The effective re-nationalisation of the East Coast Main Line (ECML) is yet another setback for the railways privatisation policy of the mid-1990s.
National Express submitted a heroically optimistic bid for the ECML franchise, which was based on a £1.4 billion payment to the Government between 2007 and 2014.
This figure assumed annual revenue growth of over 9% - in the first half of 2009, growth was a meagre 1%.
Not surprisingly, National Express has now thrown in the towel. It remains unclear whether it will be allowed to retain its two other railway franchises.
Given the previous railway franchise setbacks, including the removal of Connex from the South Eastern network in 2003 and the enforced departure of GNER from the ECML, it is clear that reform is needed.
Assuming that the next Government retains the railways franchise system, two obvious improvements could be made.
First, some of the uncertainty relating to future revenues – the key financial driver – could be removed.
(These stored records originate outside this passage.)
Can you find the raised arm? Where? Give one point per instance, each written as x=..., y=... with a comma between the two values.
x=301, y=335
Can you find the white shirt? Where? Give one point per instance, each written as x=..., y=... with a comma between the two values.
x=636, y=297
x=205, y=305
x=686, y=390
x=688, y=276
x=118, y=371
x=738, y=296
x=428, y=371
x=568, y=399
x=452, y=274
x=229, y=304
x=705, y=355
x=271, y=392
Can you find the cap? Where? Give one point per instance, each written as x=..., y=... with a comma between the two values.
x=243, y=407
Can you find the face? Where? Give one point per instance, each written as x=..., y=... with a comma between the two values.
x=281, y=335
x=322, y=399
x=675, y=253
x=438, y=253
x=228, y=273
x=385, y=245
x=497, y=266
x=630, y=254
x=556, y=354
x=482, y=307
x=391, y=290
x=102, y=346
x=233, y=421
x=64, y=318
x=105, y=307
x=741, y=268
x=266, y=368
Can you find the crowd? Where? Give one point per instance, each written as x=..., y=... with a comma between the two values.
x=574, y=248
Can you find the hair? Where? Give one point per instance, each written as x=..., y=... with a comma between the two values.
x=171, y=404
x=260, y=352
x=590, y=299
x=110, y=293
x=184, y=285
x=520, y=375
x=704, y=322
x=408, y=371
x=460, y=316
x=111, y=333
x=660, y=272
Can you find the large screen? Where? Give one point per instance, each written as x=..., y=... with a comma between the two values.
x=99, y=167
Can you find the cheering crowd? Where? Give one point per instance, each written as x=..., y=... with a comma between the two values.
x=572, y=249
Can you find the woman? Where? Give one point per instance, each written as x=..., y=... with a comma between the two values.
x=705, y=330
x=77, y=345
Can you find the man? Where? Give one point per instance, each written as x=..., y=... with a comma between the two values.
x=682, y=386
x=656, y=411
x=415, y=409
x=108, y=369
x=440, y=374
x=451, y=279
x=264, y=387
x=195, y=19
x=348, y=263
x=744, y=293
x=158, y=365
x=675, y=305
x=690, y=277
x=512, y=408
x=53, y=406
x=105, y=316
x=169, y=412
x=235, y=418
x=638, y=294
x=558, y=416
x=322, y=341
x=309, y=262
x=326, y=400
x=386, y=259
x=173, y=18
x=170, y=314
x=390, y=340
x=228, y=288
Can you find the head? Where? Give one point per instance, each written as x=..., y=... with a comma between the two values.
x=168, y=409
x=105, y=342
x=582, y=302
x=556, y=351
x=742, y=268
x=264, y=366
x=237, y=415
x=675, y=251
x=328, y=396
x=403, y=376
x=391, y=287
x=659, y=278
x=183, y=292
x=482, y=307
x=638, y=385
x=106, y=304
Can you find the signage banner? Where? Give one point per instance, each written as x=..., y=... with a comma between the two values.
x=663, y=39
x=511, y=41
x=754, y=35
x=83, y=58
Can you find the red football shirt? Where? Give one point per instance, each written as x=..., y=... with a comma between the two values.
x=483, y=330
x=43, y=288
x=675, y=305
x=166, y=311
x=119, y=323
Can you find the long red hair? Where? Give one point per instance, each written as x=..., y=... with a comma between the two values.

Imposing a guaranteed minimum and maximum revenue figure within each franchise repayment contract could deter over-optimistic bids.
Secondly, correlating more closely franchise lengths with rolling-stock contracts would be beneficial. In particular, those franchises that compete directly with air services, such as the ECML, should be of much longer duration,
Whilst some argue that shorter franchises promote efficiency, the water sector operates with near-permanent licensees – and without undue problems.
In time, and once the large Network Rail capital expenditure programme begins to wind down, the Government should allow some vertical integration - initially in rural areas or where the network operation is reasonably straightforward.
Eventually, there is no reason why integrated regional railway operators cannot be treated like regional water companies. With a substantial ongoing capital expenditure programme and decent operating revenues, they could also be price-regulated according to their Regulated Asset Valuation (RAV).